Il y eut une lueur dangereuse qui traversa ses yeux.

- Oh non je ne peux pas me calmer, Hermione, rien que de te voir me fait me souvenir de toutes les erreurs que j'ai commises, et ça me tue! J'aimerais tellement retourner en arrière et ne jamais vous avoir suivi! Je regrette tellement de vous avoir connu!

Je reçus un coup de poignard dans la poitrine. Un Doloris, plutôt.

- Toutes ces années aux côtés d'Harry et toi ne compensent pas la mort de mon frère, et ne la compenseront jamais! Va-t'en Hermione, ne reviens jamais plus me voir ou je ne promets pas de me tenir... Et arrête de m'écrire tes niaiseries! Tout ça est ridicule.

- Ron, j'ai mal...

- Si tu m'apprécies un tant soit peu, tu vas disparaître de ma vie et de celle de ma famille. Retrouve Harry ou je ne sais quel moldu, et oublie tout! Ma famille n'avait rien à faire dans cette guerre de sang, nous sommes des Sang-Purs, Hermione, nous n'avions rien à faire là-dedans!

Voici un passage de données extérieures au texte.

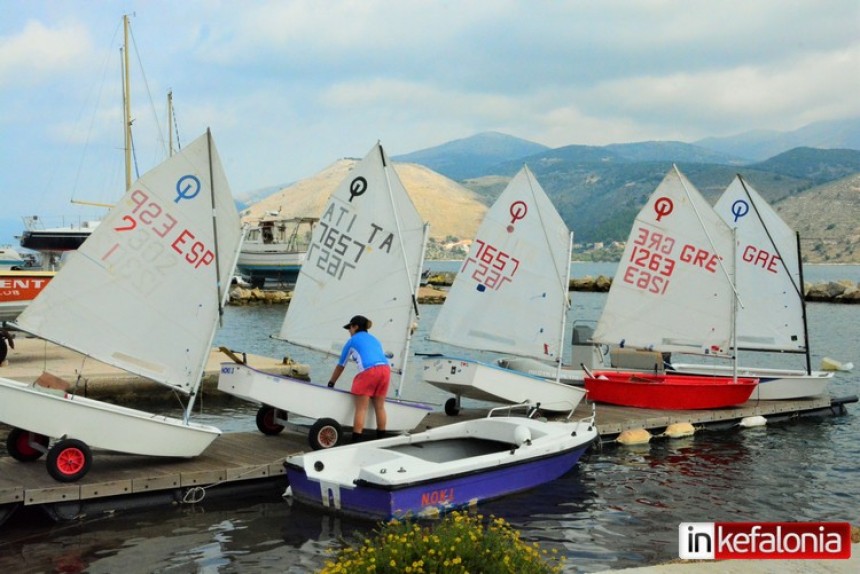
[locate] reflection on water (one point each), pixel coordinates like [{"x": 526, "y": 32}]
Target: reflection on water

Là, la vérité me frappa de plein fouet.

Ce n'était pas cet homme que j'avais apprécié, sûrement aimé.

Ça n'était plus Ron. C'était juste un homme détruit par la guerre, qui ne ressentait plus rien de bon au fond de lui...

Je me dégageais de sa poigne de fer. Il n'aurait pas hésité à me la broyer...

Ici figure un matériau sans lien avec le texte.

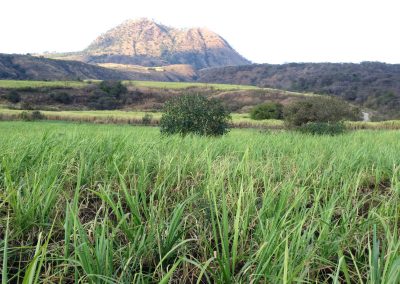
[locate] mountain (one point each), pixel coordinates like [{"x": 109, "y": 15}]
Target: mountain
[
  {"x": 147, "y": 43},
  {"x": 370, "y": 84},
  {"x": 26, "y": 67}
]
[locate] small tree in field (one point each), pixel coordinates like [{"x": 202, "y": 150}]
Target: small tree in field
[
  {"x": 194, "y": 114},
  {"x": 267, "y": 111},
  {"x": 320, "y": 115},
  {"x": 319, "y": 109}
]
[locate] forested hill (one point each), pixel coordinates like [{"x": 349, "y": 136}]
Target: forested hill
[{"x": 371, "y": 84}]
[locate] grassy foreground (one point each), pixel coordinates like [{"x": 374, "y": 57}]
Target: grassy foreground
[{"x": 122, "y": 204}]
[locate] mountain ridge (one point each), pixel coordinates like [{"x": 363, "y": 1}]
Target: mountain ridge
[{"x": 148, "y": 43}]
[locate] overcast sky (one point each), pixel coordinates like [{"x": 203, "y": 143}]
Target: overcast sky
[{"x": 264, "y": 31}]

- C'est cela, disparais. Tu ferais mieux de retourner dans le monde moldu et faire retrouver la mémoire à tes parents, Hermione. La famille, c'est le plus important, tu devrais t'en rendre compte.

Il n'avait pas le droit de me balancer cela, il savait que mes parents ne pourraient jamais plus me reconnaître! J'étais déchiré. Mon meilleur ami me rejetait, mon Ron me rejetait...

.

.

.

Ginny m'avait prévenu qu'il avait changé. Mais je gardais espoir qu'un jour il change d'avis... Je n'abandonnerais pas! Comment tirer un trait sur sept ans d'amitié et de sentiments?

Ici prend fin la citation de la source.